The basic principle is to extend the number of reps you perform with a given weight by taking very small breaks between sets.
There are a few different ways to use this technique, Mike Mahler for example talks of using singles with close to your one rep max and taking around 10-15 secs between reps. This way you can do 6 or more reps with what is normally your 1 rep max. Dante Trudel AKA Doggcrapp or DC, advocates higher reps for a single set (although different rep ranges for each bodypart) and then two rest-pause sets afterwards (approx 30s rest between sets).
However they’re done, they are brutal and only to be attempted if your headstrong about your training.
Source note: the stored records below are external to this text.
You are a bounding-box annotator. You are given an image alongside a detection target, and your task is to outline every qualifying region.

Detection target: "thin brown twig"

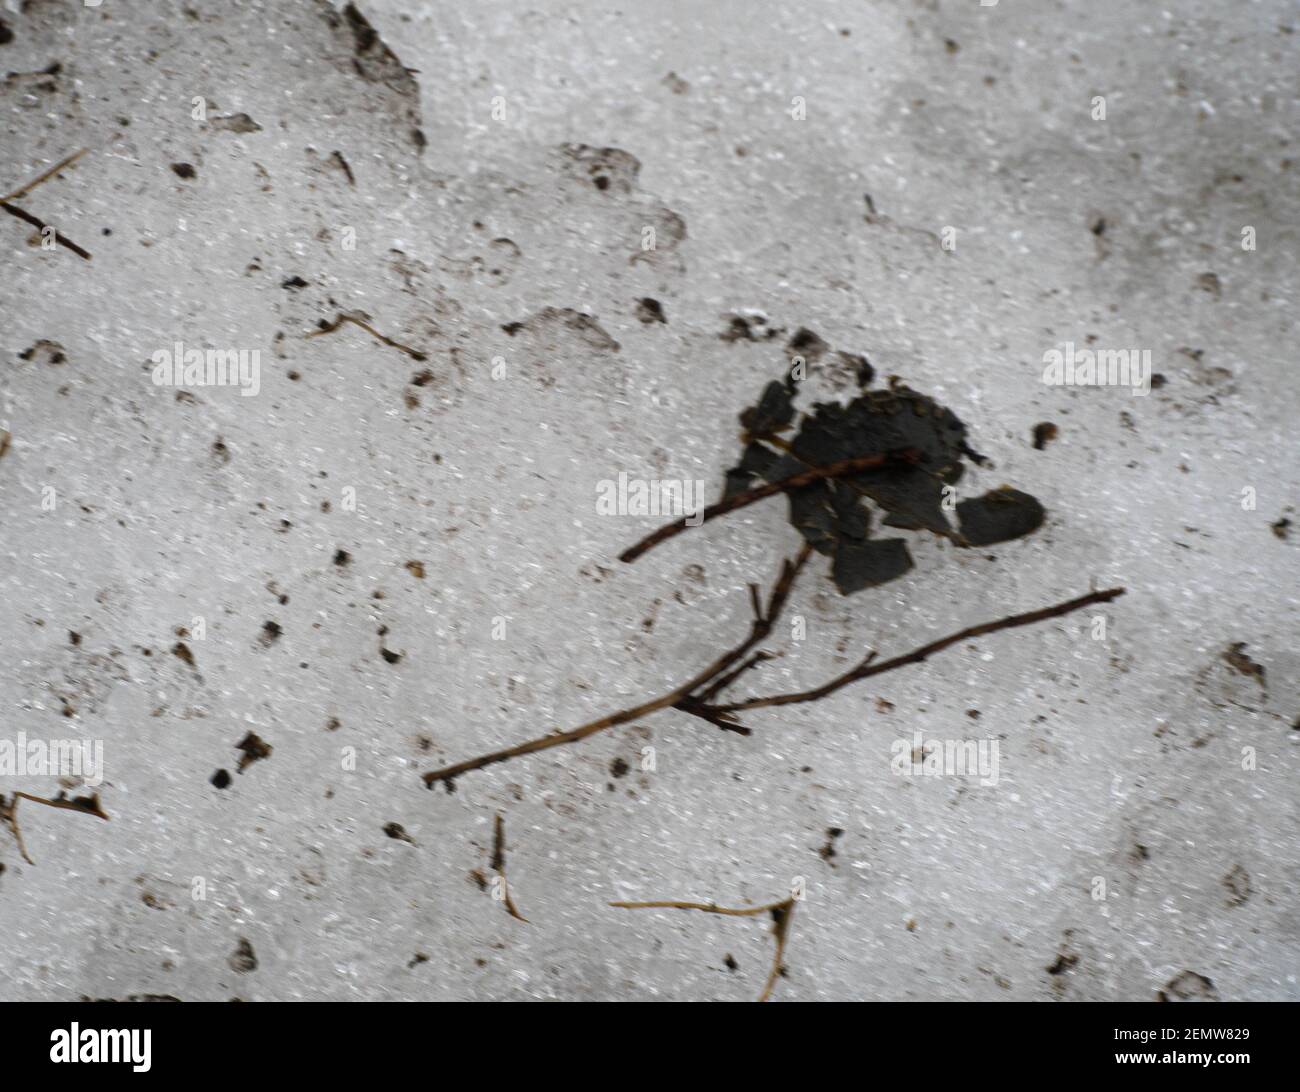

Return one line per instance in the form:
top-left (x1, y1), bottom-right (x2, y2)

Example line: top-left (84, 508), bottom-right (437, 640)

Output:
top-left (1, 202), bottom-right (93, 260)
top-left (421, 545), bottom-right (815, 789)
top-left (491, 813), bottom-right (528, 922)
top-left (695, 651), bottom-right (775, 705)
top-left (618, 449), bottom-right (921, 563)
top-left (1, 149), bottom-right (93, 260)
top-left (610, 895), bottom-right (798, 1002)
top-left (0, 148), bottom-right (88, 203)
top-left (423, 557), bottom-right (1124, 787)
top-left (709, 586), bottom-right (1126, 715)
top-left (0, 790), bottom-right (109, 865)
top-left (305, 313), bottom-right (428, 361)
top-left (758, 431), bottom-right (969, 547)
Don’t bother with any isometric training for them, you can’t really increase the weight on a lat raise in the same way you can a military press for example, so won’t get anywhere near the benfit of this type of training.
I personally tried DC training some time ago, but at the time I didn’t feel I was giving it enough effort, so changed to something else. However I do prefer his take on RP (rest-pause) training. For example, on an incline bench press you would be aiming for 11-15RP – Which would look something like a set of 8, 10-15 breaths (approx 30 secs), another 3 reps, 10-15 breaths and finally, another 2 reps – Totalling 13 reps RP. In DC training this is then followed up by a static hold in a mid-point of the given lift to further stress the muscle, then extreme stretching (another long discussion on this one, so not going into it!). If you have the willpower, this is a great way to train to increase both strength and mass, you are aiming to add weight to the bar every workout. If you fall in the lower end of the reps (in this case 11), you would just try to increase reps, if you get higher into the range go for the weight increase.